La monétisation partielle du congé de reclassement est prévue par les dispositions 9.5 et l’indemnité de solution professionnelle au paragraphe 9.5.3. L’article 9.5.2 prévoit, au bénéfice du salarié porteur d’un projet « à finaliser », qu’en cas de « finalisation rapide du projet pendant le congé de reclassement le collaborateur pourra bénéficier d’une indemnité de solution professionnelle selon les modalités définies au 9.5.3 ».

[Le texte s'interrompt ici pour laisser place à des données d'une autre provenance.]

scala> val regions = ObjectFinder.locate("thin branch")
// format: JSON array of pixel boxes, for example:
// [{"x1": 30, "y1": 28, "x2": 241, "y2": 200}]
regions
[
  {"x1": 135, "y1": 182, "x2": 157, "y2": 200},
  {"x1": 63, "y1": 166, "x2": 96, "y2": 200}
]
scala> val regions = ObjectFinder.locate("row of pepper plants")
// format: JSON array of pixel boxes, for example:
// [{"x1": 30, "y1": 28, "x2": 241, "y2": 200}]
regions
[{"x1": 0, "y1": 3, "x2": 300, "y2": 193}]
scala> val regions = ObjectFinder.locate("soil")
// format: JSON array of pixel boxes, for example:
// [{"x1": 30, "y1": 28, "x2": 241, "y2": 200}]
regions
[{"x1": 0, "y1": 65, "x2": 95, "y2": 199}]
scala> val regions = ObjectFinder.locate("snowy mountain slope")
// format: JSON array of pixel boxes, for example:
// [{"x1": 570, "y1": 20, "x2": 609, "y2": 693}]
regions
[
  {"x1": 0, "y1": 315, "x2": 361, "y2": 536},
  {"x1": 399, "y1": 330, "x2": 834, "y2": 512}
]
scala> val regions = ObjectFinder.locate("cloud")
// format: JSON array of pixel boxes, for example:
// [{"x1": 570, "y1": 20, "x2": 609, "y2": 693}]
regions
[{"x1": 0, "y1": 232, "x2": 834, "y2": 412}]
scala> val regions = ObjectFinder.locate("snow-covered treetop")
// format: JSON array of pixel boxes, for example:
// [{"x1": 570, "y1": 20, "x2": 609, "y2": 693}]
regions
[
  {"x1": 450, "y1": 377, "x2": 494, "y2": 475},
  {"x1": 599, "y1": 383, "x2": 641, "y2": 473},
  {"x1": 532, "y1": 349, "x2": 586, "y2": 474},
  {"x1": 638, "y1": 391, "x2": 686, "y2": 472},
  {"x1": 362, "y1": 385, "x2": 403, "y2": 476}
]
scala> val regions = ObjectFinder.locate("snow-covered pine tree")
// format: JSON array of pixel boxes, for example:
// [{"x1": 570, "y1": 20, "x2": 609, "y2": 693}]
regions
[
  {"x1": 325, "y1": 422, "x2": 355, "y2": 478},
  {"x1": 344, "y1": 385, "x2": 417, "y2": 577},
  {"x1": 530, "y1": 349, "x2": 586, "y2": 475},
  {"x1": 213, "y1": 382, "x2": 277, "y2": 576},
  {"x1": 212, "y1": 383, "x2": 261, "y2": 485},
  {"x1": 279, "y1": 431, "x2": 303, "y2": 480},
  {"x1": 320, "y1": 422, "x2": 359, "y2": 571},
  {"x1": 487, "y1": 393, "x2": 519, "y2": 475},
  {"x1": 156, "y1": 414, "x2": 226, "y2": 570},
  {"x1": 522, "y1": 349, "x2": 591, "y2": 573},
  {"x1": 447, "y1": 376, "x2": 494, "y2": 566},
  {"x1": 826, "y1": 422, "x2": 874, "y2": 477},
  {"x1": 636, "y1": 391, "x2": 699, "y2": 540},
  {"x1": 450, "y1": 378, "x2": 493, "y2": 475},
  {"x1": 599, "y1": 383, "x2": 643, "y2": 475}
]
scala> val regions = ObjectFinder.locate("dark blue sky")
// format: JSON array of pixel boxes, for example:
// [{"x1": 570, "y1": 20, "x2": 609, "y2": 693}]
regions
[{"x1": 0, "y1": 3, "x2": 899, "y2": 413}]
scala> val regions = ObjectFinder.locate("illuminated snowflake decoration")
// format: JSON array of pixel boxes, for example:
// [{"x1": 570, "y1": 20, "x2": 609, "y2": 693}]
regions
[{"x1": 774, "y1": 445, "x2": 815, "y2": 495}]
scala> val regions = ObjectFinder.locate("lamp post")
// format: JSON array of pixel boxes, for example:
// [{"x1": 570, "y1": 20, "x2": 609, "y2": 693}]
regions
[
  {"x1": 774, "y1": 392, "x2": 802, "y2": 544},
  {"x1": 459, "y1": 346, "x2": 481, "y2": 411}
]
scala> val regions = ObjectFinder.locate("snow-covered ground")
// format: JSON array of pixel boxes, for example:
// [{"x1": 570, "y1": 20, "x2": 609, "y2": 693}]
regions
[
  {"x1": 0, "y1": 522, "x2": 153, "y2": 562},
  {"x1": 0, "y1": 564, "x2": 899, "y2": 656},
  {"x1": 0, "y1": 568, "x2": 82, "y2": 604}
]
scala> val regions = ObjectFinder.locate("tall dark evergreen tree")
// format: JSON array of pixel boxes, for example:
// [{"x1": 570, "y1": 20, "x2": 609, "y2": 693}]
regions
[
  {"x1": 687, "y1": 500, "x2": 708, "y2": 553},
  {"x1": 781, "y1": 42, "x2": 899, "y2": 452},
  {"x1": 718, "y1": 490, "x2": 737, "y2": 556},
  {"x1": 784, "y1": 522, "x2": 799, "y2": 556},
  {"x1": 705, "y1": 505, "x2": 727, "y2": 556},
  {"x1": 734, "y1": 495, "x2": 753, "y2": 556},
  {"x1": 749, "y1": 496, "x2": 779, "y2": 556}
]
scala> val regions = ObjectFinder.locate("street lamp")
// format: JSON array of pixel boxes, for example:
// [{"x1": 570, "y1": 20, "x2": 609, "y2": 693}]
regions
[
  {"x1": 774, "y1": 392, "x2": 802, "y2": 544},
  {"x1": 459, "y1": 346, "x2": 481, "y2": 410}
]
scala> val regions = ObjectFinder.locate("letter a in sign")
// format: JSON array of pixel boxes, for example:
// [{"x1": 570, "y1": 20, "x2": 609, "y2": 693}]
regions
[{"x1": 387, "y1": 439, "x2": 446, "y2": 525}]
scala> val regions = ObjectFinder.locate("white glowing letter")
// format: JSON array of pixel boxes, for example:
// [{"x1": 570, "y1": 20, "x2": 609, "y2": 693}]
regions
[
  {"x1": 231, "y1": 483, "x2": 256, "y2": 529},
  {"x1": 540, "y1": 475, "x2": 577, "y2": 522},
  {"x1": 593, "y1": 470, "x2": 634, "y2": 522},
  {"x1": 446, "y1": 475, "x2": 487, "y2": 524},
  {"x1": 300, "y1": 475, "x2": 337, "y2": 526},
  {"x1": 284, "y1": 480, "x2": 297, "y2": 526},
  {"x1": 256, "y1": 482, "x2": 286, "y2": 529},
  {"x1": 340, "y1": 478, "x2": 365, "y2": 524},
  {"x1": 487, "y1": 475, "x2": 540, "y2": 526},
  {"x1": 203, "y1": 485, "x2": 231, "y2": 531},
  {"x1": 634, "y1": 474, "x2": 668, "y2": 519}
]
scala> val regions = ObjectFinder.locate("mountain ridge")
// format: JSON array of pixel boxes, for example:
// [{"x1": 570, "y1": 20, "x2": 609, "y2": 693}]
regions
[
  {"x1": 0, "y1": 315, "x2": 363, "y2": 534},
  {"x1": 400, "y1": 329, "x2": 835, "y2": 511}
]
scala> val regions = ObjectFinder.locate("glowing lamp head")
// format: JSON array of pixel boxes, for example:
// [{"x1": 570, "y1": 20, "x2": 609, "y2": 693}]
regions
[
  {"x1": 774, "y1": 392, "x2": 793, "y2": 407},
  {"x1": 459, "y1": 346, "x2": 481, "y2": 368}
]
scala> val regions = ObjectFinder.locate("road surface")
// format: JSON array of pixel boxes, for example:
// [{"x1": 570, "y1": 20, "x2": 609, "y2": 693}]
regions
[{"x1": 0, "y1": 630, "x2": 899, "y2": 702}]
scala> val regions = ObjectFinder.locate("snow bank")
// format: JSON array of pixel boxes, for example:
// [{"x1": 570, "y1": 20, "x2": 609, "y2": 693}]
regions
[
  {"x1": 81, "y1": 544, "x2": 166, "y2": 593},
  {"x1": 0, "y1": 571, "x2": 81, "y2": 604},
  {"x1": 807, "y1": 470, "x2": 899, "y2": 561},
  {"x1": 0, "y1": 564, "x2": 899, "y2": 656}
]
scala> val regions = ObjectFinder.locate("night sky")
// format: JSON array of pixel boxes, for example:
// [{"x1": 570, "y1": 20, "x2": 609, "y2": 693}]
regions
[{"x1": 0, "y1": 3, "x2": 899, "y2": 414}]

Etant précisé que la salariée fait partie des collaborateurs porteurs d’un projet « à finaliser » et âgée de 30 ans et plus ou ayant au moins quatre ans d’ancienneté, le dispositif mis en place pour solliciter l’indemnité est précisé à l’article 9.5.3 qui indique : « le collaborateur qui a finalisé son projet dans les 12 premiers mois du congé (préavis inclus) pourra y mettre fin et bénéficier alors d’une indemnité de solution professionnelle » et dans son dernier paragraphe que « le collaborateur devra demander la fin de son congé et le bénéfice de l’ISP par courrier recommandé adressé à son ancien DRH en fournissant les éléments justificatifs quant à la finalisation du projet’ ». Cet article prévoit donc un processus en trois étapes : la finalisation du projet, la demande de sortie du congé et l’obtention de la monélisation du délai restant à courir. L’adverbe « alors » contenue dans l’article vient ponctuer ce dispositif.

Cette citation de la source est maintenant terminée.